Porém, as novas perícias realizadas revelam que houve um agravamento no estado de saúde da demandante, o que seria possível ante a natureza degenerativa da patologia. Aliás, na Perícia Médica às fls. 82-83, a médica psiquiátrica esclarece que "no período de 06 (seis) anos a pericianda não obteve melhora, tendo, inclusive, havido piora da sua doença. O diagnóstico é de depressão (CID 10 - F32), sendo o tratamento ministrado adequado ao caso. Entretanto, considerando a evolução do quadro clínico (deterioração cognitiva lenta e progressiva) e ausência de resposta terapêutica, é pertinente pensar em demência (CID 10 - F02), como comorbidade associada.
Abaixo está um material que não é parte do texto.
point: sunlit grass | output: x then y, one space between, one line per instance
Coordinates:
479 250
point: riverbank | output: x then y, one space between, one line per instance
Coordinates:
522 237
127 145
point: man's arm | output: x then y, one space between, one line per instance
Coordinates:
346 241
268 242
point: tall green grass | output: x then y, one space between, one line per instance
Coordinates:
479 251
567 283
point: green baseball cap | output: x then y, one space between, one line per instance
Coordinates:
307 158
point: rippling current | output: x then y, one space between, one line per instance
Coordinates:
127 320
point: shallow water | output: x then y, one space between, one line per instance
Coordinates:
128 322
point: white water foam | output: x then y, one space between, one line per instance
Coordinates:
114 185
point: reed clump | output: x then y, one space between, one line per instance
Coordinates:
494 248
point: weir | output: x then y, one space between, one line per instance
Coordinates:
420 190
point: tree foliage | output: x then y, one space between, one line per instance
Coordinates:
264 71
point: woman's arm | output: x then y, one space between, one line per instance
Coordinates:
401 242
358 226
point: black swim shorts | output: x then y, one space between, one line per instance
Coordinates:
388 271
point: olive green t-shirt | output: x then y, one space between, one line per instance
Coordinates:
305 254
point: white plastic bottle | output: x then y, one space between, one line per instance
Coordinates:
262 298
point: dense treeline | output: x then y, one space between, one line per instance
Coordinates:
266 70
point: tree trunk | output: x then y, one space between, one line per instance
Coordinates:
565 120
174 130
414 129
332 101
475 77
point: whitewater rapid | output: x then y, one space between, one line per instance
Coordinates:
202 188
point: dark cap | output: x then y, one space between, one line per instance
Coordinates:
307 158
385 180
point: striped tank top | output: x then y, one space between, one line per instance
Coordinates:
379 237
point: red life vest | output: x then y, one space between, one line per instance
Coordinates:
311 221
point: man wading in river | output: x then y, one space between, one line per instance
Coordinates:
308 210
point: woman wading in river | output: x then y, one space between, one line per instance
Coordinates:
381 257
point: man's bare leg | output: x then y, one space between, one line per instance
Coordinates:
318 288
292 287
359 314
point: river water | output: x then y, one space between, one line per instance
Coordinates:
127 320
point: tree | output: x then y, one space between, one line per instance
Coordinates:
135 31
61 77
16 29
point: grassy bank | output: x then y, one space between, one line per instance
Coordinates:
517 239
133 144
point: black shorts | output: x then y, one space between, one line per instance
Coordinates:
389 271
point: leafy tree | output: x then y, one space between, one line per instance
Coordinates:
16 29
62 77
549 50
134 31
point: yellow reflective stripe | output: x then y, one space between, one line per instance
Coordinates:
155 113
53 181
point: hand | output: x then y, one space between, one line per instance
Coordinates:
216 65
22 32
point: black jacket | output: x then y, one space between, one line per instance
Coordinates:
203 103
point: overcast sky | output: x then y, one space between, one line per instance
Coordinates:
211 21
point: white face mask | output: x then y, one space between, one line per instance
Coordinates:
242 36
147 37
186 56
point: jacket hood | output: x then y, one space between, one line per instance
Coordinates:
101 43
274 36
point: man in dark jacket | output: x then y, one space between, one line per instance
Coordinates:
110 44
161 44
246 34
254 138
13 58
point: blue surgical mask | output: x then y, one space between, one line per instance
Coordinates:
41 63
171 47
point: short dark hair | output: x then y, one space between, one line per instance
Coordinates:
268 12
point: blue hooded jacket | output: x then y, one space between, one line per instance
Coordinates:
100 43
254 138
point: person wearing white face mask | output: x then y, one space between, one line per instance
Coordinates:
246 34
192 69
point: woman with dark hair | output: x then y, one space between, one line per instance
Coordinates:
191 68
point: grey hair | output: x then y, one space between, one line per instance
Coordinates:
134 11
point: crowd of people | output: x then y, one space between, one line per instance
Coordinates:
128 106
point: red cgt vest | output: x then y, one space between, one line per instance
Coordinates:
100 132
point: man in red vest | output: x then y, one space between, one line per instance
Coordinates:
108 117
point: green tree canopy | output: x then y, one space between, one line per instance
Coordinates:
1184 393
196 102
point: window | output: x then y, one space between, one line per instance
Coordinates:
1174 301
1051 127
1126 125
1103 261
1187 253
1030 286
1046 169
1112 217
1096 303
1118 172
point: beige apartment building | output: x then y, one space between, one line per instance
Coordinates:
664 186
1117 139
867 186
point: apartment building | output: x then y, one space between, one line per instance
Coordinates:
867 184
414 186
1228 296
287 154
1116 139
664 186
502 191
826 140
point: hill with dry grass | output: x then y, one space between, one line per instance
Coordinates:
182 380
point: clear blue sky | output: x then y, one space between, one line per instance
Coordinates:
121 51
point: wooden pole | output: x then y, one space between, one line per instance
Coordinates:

Sendo assim, é possível afirmar que o problema que já era manifesto foi se agravando dia a dia, inclusive, tendo o marido da autora sido obrigado a abandonar suas atividades laborais para tomar conta da esposa, cujo estado de saúde inspira sérios cuidados.
É tranquilo nesta Corte o entendimento de que, nas ações previdenciárias, não se pode falar em coisa julgada quando houver o agravamento ou o surgimento de nova doença após a perícia judicial.
Penso que se trata da hipótese dos autos.
De outro lado, porém, já tendo sido estabelecido, em decisão transitada em julgado, que a situação da autora não se enquadrava no requisito de miserabilidade legal na época do requerimento administrativo (12/04/2004 - fl. 22), entendo que, na presente ação, resta viabilizada a verificação da eventual situação de risco, em razão do agravamento do quadro de saúde da autora, apenas a partir do trânsito em julgado da demanda proposta anteriormente, isto é, a partir de 24/09/2008 (fl. 175), na esteira do recente julgado deste Colegiado:
PREVIDENCIÁRIO. AUXÍLIO-DOENÇA. AJUIZAMENTO DE NOVA DEMANDA. AGRAVAMENTO DO QUADRO. POSSIBILIDADE. INCAPACIDADE COMPROVADA. Tendo a relação previdenciária natureza continuada, o eventual agravamento da doença que justificou o ajuizamento de ação anterior poderá ser invocado como nova causa de pedir em outra ação, presentes os demais requisitos para eventual benefício por incapacidade. Hipótese em que o ajuizamento desta ação ocorreu após sentença de improcedência em ação anterior, da qual a parte não recorreu. Afastadas do montante da condenação as parcelas pertinentes ao período sobre o qual houve decisão de improcedência na ação anterior. (AC nº 0021037-22.2014.404.9999, Rel. Juíza Federal TAÍS SCHILLING FERRAZ, unânime, j. 28-07-2015).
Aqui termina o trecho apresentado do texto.